Already a 10-year New Zealand screen veteran at the age of 22, O'Gorman makes quite a departure from his usual cheery-chap roles to play tortured wastrel Mark in Garth Maxwell's relationship drama When Love Comes.
Not only does he spend quite a bit of his screen time acting (convincingly, it must be said) very out of it, sex-wise his character sure puts it about a bit.
If they ever see the film, those American fans with Web pages in O'Gorman's honour from his role as sidekick Iolaus in Young Hercules might well be a little shocked by his transformation.
That swerve is one of the reasons he took the edgy role, says the affable O'Gorman, sitting in his agent's Auckland office.
"The film for me was a change in how my career had been going along. It was good for me to try not to get myself typecast."
No, playing a gay character didn't make him pause for thought, though he says it was strange.

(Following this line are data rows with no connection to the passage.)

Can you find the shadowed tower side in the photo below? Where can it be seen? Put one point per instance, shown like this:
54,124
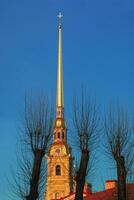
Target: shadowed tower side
59,181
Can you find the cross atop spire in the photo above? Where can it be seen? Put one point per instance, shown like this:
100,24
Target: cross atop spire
60,17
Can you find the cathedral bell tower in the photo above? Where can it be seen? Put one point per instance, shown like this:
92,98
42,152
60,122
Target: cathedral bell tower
59,181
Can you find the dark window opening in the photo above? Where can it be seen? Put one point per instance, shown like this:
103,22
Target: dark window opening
58,170
58,134
63,135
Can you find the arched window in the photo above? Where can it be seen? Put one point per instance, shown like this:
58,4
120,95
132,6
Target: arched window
58,170
63,135
58,135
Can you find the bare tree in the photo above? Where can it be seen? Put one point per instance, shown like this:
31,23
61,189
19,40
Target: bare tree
118,131
35,138
85,121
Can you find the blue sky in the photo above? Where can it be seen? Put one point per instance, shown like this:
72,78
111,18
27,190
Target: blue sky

"It was weird. There is obviously a part of you that goes, 'It's not what I've experienced, it's not me, it's not part of my life, it is different.' As much as you want to pretend you're a liberal, it still is quite strange."

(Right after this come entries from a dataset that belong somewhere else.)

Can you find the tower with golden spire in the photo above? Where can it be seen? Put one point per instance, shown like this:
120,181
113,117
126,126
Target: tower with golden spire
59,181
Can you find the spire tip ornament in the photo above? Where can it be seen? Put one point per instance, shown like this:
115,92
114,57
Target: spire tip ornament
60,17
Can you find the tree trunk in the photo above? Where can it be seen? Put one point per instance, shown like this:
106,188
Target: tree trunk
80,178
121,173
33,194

O'Gorman laughs loudly when it's suggested that at least Simon Prast (playing Mark's main love interest) looks like a good kisser.
"Luckily, I've never been worried about my sexuality and ultimately you have to ask the question, 'Who really cares?' Maybe if you walk into a pub in Dargaville and they've just seen the movie ..." he laughs. "But what is someone going to say?"

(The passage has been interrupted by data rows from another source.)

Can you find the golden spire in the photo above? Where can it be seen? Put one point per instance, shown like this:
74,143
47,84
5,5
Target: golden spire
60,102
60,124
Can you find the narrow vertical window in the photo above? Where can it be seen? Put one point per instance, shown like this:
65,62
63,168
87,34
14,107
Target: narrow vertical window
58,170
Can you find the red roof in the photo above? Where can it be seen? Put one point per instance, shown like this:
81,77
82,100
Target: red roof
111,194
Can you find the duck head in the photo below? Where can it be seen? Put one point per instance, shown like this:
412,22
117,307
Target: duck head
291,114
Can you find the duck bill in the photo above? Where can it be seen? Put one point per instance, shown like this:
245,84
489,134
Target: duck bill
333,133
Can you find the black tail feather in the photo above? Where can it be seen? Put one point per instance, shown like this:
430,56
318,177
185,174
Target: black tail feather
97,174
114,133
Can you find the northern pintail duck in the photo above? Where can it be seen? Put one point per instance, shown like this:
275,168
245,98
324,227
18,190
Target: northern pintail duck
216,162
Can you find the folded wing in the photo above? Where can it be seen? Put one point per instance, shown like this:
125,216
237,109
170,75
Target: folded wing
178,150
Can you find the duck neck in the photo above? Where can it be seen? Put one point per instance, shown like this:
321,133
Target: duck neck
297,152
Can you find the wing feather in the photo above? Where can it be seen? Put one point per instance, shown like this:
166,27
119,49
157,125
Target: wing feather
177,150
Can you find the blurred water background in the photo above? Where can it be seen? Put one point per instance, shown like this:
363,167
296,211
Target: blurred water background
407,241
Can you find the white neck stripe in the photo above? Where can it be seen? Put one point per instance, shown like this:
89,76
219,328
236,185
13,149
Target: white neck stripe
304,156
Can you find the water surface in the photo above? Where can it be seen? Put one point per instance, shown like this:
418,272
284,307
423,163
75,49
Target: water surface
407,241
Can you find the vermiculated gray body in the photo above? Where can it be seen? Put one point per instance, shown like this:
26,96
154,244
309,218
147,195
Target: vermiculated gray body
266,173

Well, they'll probably still say, "There's that guy from Shortland Street," actually.
But his time as Nurse Harry Martin is only part of O'Gorman's list of credits, which began at the age of 12 after being "discovered" by a casting agent during a school speech contest.
After parts in kid-ult series like Raiders of the South Seas, his first feature job was the Kiwi-Canadian teen romance Bonjour Timothy at 17, on to a regular spot on our favourite nightly soap a year later, and then heading to the Xena-Hercules franchise and various telefeatures .
Had the work not kept coming, he might have taken up the place he kept postponing on the AIT graphic design course after finishing at Rangitoto College. But eventually his deferments ran out as this acting gig started to resemble a career.
When Love Comes, which has been orbiting both the international and gay-and-lesbian film festival circuits this year before its local commercial release next week, is some of the toughest work he's done.
"I found playing Mark, although it was challenging, quite stressful. I'm not claiming that I've gone all method about it, but it is something that does require a bit of concentration to play all of those different kinds of emotions."
So, is this the start of no more Mr Nice Guy?
"It's just nice to make a change. While I'd like to make movies that are uplifting, there's always that part of you that goes, 'I want to play the evil guy because it's not me.' So anything that is not me is a challenge, and if I rise to the challenge then I've kind of proved myself."